Even after Sakharov’s death in 1989, Bonner continued her crusade for justice in Russia. She championed human rights above all else. In 1995, she resigned from the Presidential Human Rights Commission to protest the war in Chechnya, and ceased to support Boris Yeltsin. She later voiced her opposition to his successor, Vladimir Putin.
Staunch supporter of Karabakh
Bonner was an outspoken supporter of the self-determination of Nagorno-Karabakh. She visited the region a number of times as a member of Helsinki Watch (which later evolved to Human Rights Watch), and with Sakharov. She testified before the U.S. Congress and at the UN on the situation in Karabakh, condemning the massacres carried out by Azerbaijan against the Armenians. She wrote essays on the subject, focusing international attention on human rights abuses against Armenians in Azerbaijan and the assaults against the people of Karabakh.
In May 1990, Bonner received the “Woman of the Year” award from the National Representative Assembly (NRA) of the Prelacy of the Armenian Apostolic Church.
In 1991, Bonner co-authored a letter with Yuri Orlov, a prominent nuclear physicist and human rights advocate, addressed to two U.S. Congressmen, urging them to consider the plight of Armenians in the Soviet Union who were forcefully deported, tortured, and killed in Azeri controlled regions.
The “Soviet army and special troops have been systematically deporting thousands of Armenians, even entire villages, from Azerbaijan to Armenia, according to a group of participants in the first Sakharov Human Rights Congress who visited the region last week,” they wrote. “Soviet tanks and helicopters surround the villages. The men are separated from their wives and children; they are often beaten and tortured, sometimes killed. The fate of most is unknown. The women and children are evacuated by helicopter to Armenia. By giving this kind of support to the Azerbaijanis, the Soviet central government is not only flagrantly violating the human rights of thousands of Armenians, but intensifying the instabilities of this volatile region.”

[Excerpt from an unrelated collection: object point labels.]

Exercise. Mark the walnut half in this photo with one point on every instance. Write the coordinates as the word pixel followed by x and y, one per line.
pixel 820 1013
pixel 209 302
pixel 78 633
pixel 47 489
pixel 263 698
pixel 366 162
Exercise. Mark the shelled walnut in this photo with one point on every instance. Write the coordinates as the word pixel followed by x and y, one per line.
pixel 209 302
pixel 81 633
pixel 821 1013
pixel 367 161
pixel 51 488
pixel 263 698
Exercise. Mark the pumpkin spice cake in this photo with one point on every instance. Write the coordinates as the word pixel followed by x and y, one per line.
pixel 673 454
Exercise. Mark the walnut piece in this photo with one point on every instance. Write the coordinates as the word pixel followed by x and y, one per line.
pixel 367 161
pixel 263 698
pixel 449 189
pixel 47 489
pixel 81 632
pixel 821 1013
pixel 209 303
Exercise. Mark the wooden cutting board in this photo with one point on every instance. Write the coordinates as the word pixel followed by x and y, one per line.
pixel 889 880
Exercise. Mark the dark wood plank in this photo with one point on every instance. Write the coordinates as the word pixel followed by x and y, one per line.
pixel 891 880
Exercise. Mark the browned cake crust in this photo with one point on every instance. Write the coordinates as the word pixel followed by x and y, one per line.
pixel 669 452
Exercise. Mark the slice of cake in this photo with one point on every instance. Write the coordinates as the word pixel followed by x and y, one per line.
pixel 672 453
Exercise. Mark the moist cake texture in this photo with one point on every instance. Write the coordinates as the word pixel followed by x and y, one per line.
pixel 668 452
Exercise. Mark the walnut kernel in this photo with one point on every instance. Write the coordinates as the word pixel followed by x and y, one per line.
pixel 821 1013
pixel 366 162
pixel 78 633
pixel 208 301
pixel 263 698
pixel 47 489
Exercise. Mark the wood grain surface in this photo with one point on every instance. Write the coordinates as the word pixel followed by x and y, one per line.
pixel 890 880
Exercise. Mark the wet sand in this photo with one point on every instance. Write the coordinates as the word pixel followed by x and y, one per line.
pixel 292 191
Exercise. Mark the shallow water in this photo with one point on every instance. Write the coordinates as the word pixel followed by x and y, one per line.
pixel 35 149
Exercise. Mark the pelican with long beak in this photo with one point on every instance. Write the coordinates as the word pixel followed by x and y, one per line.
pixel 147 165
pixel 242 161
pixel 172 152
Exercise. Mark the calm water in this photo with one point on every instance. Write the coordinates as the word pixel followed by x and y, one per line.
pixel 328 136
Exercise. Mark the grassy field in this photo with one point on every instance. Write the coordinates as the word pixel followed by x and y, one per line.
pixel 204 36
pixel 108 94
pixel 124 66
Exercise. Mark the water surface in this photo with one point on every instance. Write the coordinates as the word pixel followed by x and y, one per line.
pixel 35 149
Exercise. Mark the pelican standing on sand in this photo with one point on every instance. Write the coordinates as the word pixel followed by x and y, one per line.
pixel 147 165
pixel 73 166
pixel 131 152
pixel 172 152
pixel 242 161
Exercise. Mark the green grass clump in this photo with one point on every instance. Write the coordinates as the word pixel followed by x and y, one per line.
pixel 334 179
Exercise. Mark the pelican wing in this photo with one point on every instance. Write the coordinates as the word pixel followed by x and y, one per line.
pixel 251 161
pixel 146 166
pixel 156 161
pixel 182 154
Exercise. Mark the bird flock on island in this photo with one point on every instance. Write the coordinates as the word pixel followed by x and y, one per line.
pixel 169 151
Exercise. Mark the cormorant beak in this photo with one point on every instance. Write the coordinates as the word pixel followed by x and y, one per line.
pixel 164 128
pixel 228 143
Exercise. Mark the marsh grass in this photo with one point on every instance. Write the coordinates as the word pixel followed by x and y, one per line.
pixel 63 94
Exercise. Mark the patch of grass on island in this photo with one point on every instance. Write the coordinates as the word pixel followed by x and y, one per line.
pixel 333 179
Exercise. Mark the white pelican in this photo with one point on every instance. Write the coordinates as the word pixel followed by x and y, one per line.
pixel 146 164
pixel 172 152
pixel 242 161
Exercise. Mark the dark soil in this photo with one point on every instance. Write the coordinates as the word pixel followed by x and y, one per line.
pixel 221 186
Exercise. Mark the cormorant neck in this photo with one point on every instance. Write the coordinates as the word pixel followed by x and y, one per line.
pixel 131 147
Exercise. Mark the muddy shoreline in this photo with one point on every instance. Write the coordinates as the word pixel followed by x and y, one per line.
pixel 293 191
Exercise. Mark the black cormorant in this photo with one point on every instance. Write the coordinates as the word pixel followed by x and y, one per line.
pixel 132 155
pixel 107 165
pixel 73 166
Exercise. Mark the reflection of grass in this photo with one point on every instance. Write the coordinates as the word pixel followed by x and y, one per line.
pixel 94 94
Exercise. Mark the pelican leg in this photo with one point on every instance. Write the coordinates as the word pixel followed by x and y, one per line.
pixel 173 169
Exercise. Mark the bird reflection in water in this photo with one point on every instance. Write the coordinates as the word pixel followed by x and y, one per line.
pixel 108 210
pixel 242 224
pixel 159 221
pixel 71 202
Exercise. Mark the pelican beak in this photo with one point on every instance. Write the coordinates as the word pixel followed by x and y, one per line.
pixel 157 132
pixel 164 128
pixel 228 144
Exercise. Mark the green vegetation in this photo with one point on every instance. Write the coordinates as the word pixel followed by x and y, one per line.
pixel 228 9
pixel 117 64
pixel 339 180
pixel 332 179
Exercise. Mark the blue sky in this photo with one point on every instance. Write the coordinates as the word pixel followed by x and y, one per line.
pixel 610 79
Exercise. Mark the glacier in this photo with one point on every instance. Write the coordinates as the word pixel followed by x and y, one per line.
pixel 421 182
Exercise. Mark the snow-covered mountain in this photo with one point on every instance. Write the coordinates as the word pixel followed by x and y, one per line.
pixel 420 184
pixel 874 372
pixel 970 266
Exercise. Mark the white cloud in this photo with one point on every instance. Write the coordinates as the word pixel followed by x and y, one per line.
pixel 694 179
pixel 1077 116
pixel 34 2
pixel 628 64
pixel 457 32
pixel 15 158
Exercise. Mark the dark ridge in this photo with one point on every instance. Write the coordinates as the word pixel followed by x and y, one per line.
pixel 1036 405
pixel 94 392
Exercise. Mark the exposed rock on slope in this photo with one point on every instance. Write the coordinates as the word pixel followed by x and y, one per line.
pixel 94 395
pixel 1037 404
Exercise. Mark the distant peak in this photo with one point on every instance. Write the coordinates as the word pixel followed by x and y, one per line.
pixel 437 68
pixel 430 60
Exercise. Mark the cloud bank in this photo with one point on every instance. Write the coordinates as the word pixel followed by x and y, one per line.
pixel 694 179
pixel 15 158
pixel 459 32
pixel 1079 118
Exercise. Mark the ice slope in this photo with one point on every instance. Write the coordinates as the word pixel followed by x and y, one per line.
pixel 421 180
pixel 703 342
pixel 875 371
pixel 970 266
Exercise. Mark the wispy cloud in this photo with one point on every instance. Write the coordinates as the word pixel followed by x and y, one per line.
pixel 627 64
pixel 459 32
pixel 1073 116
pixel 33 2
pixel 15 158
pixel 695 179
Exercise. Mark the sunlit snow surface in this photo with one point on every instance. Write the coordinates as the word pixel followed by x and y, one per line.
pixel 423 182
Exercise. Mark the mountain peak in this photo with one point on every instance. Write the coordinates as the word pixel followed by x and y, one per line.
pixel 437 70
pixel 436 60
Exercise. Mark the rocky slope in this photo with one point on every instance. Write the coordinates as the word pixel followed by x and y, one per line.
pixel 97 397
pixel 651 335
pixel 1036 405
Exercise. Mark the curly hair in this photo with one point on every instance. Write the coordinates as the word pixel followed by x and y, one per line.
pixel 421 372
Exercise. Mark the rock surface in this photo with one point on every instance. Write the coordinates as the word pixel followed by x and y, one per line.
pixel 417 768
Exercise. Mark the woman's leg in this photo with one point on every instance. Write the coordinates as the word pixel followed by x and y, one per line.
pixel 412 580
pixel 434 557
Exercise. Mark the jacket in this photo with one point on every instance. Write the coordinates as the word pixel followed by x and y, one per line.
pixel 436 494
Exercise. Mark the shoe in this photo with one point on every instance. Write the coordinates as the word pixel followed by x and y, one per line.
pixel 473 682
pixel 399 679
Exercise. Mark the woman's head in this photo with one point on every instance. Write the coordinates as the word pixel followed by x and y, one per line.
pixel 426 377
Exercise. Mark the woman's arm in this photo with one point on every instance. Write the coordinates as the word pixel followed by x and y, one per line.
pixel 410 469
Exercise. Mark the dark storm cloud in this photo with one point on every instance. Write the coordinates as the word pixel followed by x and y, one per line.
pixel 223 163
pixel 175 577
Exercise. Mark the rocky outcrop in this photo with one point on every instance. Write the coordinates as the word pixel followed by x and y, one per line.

Bonner’s activism impacted numerous lives, as she became a beacon of hope for the oppressed. On June 21, four Armenian men—“Armenian political prisoners of the Soviet period”—sent their condolences to the Russian branch of the Andrei Sakharov Foundation. “She was one of the most prominent Soviet human rights activists, a firm and resolute person,” they wrote. “At the time, each of us felt her support and protection. Her experience in an uncompromising struggle is still relevant today. We grieve with the family.”
Note: The biographical data above is based on Elena Bonner’s biography as presented by the Andrei Sakharov Foundation.